[OPINIÓN] Hay momentos en que el silencio es cómplice. Y este es uno de ellos.
Vivimos inmersos en una época donde la mentira no necesita disfraz, basta con repetirla lo suficiente y rodearla de aplausos comprados para convertirla en verdad. La mediocridad se ha institucionalizado: gobierna, legisla, sentencia y hasta pontifica desde sets de radio—internet y televisión. Mientras tanto, la gente —esa que debería indignarse— prefiere creer cualquier fábula antes que enfrentarse al vacío que deja la realidad.
Hoy es posible imponer ideas sin sustento, sin estudios previos, sin lógica ni presupuesto. Basta una puesta en escena, una promesa ruidosa y un ejército de perfiles digitales dispuestos a insultar al que cuestione.
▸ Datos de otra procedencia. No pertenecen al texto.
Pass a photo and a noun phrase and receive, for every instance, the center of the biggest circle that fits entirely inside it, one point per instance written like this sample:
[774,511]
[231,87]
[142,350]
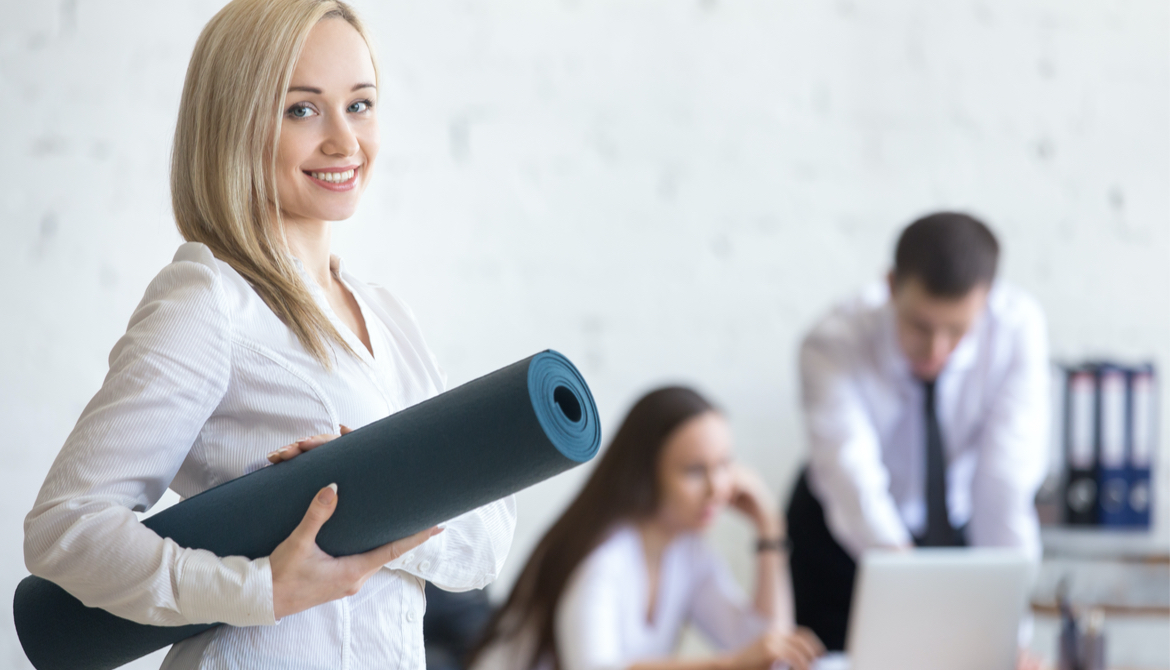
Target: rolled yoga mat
[408,471]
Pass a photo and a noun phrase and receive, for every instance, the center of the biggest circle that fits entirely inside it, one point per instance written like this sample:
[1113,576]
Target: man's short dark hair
[949,253]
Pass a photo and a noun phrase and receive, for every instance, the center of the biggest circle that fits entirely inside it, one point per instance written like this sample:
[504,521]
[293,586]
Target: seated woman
[613,581]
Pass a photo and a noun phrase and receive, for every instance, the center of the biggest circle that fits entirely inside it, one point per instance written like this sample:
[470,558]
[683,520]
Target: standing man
[926,399]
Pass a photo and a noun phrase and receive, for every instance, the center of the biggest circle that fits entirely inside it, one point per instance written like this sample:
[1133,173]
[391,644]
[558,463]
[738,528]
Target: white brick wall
[661,190]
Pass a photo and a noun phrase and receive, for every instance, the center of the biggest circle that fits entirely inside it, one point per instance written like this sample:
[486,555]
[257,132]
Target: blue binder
[1113,464]
[1080,448]
[1142,430]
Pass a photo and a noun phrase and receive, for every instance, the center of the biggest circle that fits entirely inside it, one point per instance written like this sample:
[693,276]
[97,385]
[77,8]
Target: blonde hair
[224,165]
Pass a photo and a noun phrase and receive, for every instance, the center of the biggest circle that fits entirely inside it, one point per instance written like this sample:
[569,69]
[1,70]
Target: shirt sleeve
[589,617]
[1013,444]
[720,608]
[470,551]
[167,374]
[846,470]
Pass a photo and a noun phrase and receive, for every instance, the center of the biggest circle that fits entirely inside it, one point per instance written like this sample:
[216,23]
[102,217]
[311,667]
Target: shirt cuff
[232,589]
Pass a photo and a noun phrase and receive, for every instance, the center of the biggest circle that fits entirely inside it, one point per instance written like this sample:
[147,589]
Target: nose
[940,346]
[339,137]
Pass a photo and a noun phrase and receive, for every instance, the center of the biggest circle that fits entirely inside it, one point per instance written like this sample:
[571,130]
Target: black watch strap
[772,545]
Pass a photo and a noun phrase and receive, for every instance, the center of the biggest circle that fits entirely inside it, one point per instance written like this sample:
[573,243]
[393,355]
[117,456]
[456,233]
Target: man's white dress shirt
[601,623]
[205,382]
[864,413]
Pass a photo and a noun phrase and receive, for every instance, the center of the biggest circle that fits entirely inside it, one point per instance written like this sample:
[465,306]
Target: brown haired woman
[256,335]
[613,581]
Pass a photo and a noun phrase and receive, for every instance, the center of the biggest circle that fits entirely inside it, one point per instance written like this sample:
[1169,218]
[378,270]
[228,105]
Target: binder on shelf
[1080,448]
[1141,446]
[1113,463]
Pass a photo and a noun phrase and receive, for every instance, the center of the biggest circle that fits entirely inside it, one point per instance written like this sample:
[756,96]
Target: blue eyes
[305,110]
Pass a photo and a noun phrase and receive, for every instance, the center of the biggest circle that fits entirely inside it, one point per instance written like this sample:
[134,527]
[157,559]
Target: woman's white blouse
[601,623]
[206,381]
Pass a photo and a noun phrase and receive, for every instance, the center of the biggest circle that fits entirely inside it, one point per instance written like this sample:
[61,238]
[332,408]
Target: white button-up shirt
[600,620]
[206,381]
[865,416]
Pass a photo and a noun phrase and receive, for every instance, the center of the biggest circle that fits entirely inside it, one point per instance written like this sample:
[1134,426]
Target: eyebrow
[317,91]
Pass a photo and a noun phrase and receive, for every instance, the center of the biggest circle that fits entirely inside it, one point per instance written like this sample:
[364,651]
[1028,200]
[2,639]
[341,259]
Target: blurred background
[665,191]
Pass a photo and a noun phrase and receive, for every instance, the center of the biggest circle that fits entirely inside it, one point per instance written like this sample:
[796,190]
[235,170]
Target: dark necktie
[940,533]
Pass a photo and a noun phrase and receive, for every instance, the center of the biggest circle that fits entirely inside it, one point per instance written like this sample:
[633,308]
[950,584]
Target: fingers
[804,647]
[389,552]
[811,639]
[319,510]
[304,444]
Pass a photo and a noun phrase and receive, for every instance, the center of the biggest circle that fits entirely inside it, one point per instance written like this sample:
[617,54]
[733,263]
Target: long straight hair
[623,488]
[224,164]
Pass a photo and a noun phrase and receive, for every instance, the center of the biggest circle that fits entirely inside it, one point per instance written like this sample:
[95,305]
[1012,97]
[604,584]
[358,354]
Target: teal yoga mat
[408,471]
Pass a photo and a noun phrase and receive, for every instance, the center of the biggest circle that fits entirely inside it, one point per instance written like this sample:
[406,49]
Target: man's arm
[1013,443]
[845,465]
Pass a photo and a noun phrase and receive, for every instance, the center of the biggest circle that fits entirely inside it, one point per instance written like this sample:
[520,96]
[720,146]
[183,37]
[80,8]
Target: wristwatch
[773,545]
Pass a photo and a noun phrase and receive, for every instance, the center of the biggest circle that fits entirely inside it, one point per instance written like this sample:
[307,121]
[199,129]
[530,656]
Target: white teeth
[334,177]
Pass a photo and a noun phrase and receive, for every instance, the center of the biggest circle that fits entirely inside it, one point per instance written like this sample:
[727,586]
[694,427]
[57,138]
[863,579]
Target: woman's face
[329,131]
[695,479]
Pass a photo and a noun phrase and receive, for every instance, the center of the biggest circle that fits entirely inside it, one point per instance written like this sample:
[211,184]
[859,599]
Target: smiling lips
[335,178]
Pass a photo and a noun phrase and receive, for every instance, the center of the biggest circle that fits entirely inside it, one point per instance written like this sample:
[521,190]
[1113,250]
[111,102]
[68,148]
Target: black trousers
[823,573]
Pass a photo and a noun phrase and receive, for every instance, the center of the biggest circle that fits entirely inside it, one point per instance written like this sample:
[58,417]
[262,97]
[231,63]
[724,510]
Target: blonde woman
[253,338]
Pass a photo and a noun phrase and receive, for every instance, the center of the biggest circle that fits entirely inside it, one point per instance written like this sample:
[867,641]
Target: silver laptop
[937,609]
Porque ya no se trata de razonar, sino de “sentir que algo es cierto”, aunque la evidencia diga lo contrario.
Lo más grave no es que existan quienes manipulan, sino que abundan quienes se dejan manipular; y lo hacen con con entusiasmo. Personas ilustradas, con títulos y trayectoria, de “buena familia” disque, y que por conveniencia, nostalgia o simple terquedad, prefieren cerrar los ojos ante lo evidente. Y cuando el delirio se les vende como esperanza, lo compran al contado y lo defienden a ciegas.
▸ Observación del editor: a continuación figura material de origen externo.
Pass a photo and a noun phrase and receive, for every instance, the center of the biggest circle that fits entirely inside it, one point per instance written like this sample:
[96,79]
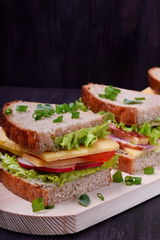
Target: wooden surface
[139,222]
[69,216]
[59,43]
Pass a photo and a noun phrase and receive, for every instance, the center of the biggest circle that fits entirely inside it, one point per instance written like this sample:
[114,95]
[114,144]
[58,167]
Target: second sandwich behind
[136,124]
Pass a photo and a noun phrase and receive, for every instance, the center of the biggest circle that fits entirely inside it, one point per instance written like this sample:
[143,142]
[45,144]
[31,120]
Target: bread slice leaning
[134,165]
[154,79]
[38,136]
[30,189]
[132,114]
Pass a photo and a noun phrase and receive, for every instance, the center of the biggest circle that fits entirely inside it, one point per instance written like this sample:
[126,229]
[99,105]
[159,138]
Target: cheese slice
[100,146]
[133,152]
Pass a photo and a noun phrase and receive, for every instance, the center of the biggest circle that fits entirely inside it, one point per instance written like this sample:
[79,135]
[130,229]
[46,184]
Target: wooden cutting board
[70,217]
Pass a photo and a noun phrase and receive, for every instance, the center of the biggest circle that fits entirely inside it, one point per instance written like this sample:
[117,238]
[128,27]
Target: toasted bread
[38,136]
[133,165]
[154,79]
[29,189]
[132,114]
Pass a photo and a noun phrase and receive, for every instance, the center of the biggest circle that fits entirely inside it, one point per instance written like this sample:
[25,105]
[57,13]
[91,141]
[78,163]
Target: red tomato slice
[100,157]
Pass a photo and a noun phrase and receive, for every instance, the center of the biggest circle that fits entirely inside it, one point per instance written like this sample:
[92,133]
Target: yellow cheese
[133,152]
[98,147]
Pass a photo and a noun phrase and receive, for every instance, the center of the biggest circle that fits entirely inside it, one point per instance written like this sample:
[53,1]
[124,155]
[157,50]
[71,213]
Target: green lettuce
[10,164]
[84,136]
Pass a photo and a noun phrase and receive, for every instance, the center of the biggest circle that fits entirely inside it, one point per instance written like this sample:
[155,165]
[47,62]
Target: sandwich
[135,123]
[54,152]
[154,79]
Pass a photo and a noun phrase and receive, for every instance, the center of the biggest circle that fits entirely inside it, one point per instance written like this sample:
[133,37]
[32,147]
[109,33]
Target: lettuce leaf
[10,164]
[84,136]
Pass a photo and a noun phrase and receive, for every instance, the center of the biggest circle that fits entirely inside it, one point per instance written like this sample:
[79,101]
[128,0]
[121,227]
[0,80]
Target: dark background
[67,43]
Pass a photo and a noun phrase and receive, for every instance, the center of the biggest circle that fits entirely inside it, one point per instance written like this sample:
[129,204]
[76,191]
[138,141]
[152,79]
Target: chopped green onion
[8,111]
[75,114]
[137,180]
[102,95]
[100,196]
[59,108]
[21,108]
[38,114]
[58,119]
[84,200]
[129,180]
[126,101]
[149,170]
[117,176]
[38,205]
[49,207]
[39,107]
[48,112]
[47,106]
[80,105]
[110,93]
[142,98]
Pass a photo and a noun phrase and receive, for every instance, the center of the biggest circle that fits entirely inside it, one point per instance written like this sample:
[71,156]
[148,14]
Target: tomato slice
[100,157]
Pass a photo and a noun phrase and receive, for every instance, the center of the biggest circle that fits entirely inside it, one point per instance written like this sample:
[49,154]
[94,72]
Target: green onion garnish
[21,108]
[8,111]
[117,176]
[38,114]
[58,119]
[137,180]
[100,196]
[45,110]
[75,114]
[149,170]
[140,98]
[84,200]
[48,112]
[49,207]
[59,109]
[38,205]
[39,107]
[110,93]
[129,180]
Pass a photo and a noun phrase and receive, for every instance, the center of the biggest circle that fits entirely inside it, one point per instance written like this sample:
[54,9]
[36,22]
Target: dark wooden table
[140,222]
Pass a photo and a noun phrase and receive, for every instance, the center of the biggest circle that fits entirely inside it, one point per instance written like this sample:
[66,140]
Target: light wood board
[70,217]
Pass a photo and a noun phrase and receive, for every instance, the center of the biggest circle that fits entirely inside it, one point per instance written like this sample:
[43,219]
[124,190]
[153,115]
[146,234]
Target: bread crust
[153,79]
[33,140]
[55,194]
[123,114]
[27,139]
[22,188]
[126,164]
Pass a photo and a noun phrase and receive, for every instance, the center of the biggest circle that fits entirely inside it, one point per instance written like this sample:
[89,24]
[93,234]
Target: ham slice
[132,137]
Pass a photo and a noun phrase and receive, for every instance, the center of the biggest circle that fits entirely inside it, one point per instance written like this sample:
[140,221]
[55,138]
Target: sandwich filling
[62,166]
[135,140]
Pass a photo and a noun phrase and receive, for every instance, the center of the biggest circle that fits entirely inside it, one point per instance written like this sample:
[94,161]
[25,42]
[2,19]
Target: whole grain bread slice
[29,189]
[38,136]
[134,165]
[154,79]
[132,114]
Esa necesidad colectiva de creer en algo —lo que sea— ha convertido la política en espectáculo y la gestión pública en una farsa. Aquí, lo absurdo se celebra, lo ilegal se normaliza y lo peligroso se minimiza. Y cuando alguien osa levantar la voz, así sea por defender la legalidad, lo tildan de aguafiestas, de negativo o, peor aún, de “enemigo del progreso”.
Pero no nos engañemos. Detrás de cada cortina de humo hay incompetencia, improvisación o intereses inconfesables. Y quienes aplauden desde las tribunas lo hacen no porque no entiendan, sino porque prefieren no entender. Porque duele menos aplaudir que pensar.
Así funciona este tiempo: la ignorancia se premia, la duda se castiga y el sentido común es un lujo en extinción.
Por eso, este no es un artículo para señalar con el dedo, sino para poner un espejo. Y ya se sabe: a quien le caiga el guante, que se lo chante. Porque no hay peor ciego… que el que no quiere ver.